The most helpful truth I learned

There’s no way to make death and grief OK. Death is an aberration in God’s universe, and every time we meet it there is suffering. We try all kinds of things to delay it, ignore it, and pretend we can evade it, but not one of us can escape death. Death hurts – a lot.

Grief is many things; loss, loneliness, anxiety, stress, anger, depression, exhaustion, and so much more. Grief comes in waves, and each one is different than the one before. If you’ve lost someone close to you, even caring friends are unlikely to fully appreciate its deep and long-lasting impact on your mind, heart, and life.

I think the best word to describe the impact of death on those of us left behind is pain. What do you do with the pain as a widow? The death of my husband Al last year wounded me deeply. And yet I’m still standing. Some days are harder than others, but I keep going. Some have asked how I can do so. It’s more than simply knowing God, although that’s important.

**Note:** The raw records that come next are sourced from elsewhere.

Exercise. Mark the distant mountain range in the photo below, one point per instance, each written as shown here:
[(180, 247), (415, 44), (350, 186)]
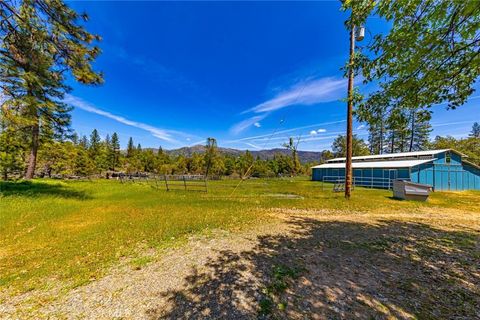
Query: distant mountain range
[(304, 156)]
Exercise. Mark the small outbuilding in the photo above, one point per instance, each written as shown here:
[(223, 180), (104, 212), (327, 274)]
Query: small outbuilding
[(444, 169)]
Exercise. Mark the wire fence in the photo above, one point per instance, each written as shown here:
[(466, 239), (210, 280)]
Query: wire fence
[(368, 182)]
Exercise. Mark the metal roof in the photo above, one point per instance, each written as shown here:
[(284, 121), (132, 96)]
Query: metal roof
[(397, 155), (376, 164)]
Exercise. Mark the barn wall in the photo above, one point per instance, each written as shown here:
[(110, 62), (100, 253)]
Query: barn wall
[(453, 176)]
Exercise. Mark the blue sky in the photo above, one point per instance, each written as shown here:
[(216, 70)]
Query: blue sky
[(249, 74)]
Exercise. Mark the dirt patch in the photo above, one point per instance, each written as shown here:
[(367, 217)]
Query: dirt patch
[(383, 266)]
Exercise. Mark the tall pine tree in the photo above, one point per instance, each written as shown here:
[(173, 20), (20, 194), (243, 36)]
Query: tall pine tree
[(40, 41)]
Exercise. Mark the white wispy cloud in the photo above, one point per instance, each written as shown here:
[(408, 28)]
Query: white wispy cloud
[(282, 132), (159, 133), (242, 125), (307, 92)]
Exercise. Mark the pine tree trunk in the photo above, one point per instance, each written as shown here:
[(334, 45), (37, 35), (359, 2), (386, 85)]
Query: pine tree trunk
[(412, 136), (32, 159), (392, 149)]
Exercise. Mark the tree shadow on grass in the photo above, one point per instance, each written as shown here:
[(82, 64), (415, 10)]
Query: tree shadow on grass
[(38, 189), (337, 270)]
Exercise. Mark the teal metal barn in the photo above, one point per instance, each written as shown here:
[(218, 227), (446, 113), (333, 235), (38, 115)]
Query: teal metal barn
[(444, 169)]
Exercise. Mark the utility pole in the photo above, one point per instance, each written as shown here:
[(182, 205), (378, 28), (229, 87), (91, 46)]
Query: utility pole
[(348, 162)]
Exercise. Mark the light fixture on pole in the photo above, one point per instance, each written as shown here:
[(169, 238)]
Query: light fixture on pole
[(356, 33)]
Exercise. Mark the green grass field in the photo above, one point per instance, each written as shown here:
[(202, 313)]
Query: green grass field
[(70, 232)]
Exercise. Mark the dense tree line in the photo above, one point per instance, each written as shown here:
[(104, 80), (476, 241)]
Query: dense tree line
[(93, 156)]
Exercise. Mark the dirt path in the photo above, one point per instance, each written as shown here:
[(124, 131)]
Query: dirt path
[(305, 265)]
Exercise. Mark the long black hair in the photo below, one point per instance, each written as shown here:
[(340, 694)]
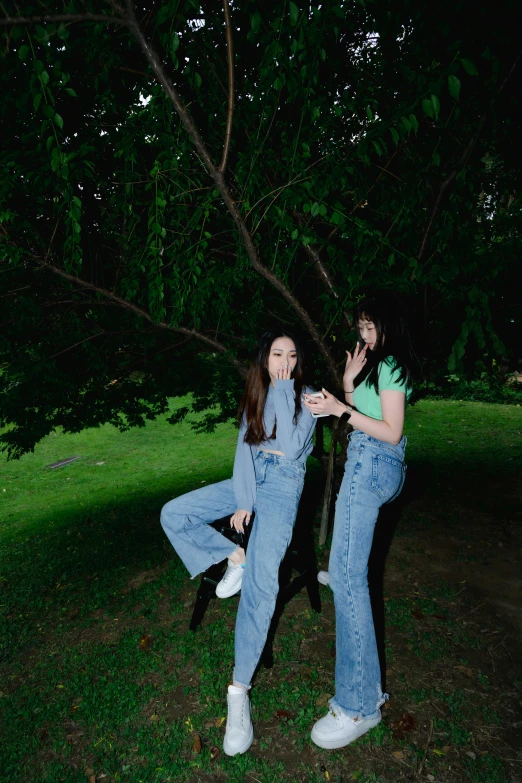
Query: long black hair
[(252, 405), (392, 343)]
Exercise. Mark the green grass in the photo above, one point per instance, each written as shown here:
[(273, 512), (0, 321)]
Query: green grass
[(99, 671)]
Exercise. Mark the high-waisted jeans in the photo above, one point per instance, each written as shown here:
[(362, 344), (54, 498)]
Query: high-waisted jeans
[(374, 475), (185, 520)]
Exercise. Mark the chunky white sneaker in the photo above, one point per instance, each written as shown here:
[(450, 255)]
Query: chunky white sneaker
[(231, 582), (336, 729), (239, 734)]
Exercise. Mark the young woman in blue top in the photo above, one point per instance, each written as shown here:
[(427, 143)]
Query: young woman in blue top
[(377, 383), (275, 439)]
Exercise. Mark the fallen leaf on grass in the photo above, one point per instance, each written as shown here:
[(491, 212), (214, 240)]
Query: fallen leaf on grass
[(322, 700), (465, 670), (405, 725), (146, 641), (214, 723)]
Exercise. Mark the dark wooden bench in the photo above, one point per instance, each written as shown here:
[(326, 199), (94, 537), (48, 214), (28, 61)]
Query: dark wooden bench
[(300, 558)]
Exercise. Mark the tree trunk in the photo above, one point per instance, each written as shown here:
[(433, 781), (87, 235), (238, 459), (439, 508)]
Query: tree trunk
[(327, 502)]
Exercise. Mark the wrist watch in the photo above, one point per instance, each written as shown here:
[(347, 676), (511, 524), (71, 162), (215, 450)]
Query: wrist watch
[(348, 410)]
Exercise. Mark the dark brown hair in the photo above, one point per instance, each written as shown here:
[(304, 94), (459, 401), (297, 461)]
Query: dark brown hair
[(252, 406), (388, 314)]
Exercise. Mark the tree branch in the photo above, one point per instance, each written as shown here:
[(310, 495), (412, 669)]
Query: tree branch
[(130, 21), (230, 111), (217, 346), (226, 195), (323, 273), (9, 21), (462, 161)]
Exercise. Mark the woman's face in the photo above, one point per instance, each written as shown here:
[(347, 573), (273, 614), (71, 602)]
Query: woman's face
[(368, 332), (282, 354)]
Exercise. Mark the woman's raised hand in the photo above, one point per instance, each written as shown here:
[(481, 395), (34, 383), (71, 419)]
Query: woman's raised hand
[(284, 373), (354, 364), (326, 405), (240, 518)]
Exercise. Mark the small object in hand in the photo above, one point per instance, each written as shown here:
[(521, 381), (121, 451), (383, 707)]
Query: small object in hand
[(317, 394)]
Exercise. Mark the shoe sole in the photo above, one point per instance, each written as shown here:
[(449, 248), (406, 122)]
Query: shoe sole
[(341, 743), (236, 589), (243, 749)]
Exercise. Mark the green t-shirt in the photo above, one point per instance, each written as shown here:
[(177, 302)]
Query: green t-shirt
[(365, 398)]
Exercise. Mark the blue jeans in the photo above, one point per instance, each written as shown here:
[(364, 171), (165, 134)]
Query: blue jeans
[(185, 520), (374, 475)]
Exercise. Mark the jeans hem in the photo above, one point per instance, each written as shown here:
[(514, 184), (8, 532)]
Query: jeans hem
[(213, 562), (358, 714)]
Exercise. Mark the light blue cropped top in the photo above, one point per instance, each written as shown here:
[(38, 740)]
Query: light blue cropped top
[(294, 440)]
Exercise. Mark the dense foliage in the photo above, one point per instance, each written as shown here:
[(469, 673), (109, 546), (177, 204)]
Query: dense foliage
[(373, 145)]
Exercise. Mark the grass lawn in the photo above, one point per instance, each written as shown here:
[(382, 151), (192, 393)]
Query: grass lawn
[(101, 680)]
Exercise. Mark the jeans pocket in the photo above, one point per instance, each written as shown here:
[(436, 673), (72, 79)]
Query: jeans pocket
[(387, 476), (292, 472)]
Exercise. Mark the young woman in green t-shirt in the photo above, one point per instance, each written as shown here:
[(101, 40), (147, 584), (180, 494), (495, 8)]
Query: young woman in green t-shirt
[(377, 383)]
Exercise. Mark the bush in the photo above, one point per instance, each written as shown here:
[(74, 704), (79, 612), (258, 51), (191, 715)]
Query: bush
[(483, 389)]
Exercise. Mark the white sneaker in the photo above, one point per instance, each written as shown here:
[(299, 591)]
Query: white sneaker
[(336, 729), (239, 734), (231, 582)]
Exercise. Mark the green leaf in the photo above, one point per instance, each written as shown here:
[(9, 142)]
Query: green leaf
[(436, 106), (469, 66), (454, 86), (427, 107), (174, 46), (255, 21)]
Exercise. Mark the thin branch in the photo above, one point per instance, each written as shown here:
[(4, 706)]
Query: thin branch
[(226, 195), (92, 337), (9, 21), (130, 21), (230, 110), (217, 346), (445, 185)]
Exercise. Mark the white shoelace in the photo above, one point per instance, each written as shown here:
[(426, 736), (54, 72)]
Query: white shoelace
[(230, 569), (236, 711)]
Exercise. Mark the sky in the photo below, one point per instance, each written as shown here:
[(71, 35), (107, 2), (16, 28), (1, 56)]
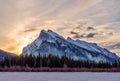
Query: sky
[(96, 21)]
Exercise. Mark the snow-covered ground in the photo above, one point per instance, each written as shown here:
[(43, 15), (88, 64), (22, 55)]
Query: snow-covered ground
[(58, 76)]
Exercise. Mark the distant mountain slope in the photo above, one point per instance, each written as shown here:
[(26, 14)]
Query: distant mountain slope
[(50, 42), (4, 54)]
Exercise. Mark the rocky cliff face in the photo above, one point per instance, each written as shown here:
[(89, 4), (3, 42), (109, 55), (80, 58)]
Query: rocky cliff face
[(50, 42)]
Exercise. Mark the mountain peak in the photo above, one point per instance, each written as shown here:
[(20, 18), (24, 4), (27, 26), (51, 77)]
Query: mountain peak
[(50, 42)]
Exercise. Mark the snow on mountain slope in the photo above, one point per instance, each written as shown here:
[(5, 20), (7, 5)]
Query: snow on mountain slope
[(4, 54), (50, 42)]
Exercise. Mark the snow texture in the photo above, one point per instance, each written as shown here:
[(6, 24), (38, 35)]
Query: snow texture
[(50, 42)]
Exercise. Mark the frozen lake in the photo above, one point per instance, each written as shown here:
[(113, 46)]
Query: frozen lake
[(58, 76)]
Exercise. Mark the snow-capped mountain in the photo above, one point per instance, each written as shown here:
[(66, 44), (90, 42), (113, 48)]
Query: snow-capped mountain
[(50, 42), (4, 54)]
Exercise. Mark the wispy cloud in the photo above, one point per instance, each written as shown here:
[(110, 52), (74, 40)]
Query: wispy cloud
[(22, 20)]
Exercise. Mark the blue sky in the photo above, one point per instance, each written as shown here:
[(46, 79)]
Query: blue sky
[(91, 20)]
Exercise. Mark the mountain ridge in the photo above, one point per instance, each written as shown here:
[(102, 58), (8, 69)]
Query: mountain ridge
[(50, 42)]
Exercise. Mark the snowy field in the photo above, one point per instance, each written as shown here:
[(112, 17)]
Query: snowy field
[(58, 76)]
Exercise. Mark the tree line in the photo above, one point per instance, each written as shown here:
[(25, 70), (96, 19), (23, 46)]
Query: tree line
[(53, 62)]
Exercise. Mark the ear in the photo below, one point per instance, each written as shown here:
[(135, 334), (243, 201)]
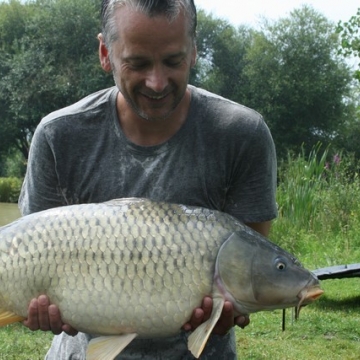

Several things have been helpful in my grief journey, but there’s one thing I’ve come to know that has made the most difference. And it is this:

It’s not supposed to not hurt.

You could take out the double negative and it would still be true; this is supposed to hurt. This is not OK. And when we as Christians try to make it OK we cripple our own hearts and miss out on the empowerment God would like to gift us with.   Tweet that.

For those of us going through grief it often seems that if we could just make the pain go away everything would be alright. But that’s not what God promises, at least not yet.

And it’s not even true. If the pain would magically go away, so would the memories, the love, the gift of that person in your life. That is true even if the relationship also included suffering.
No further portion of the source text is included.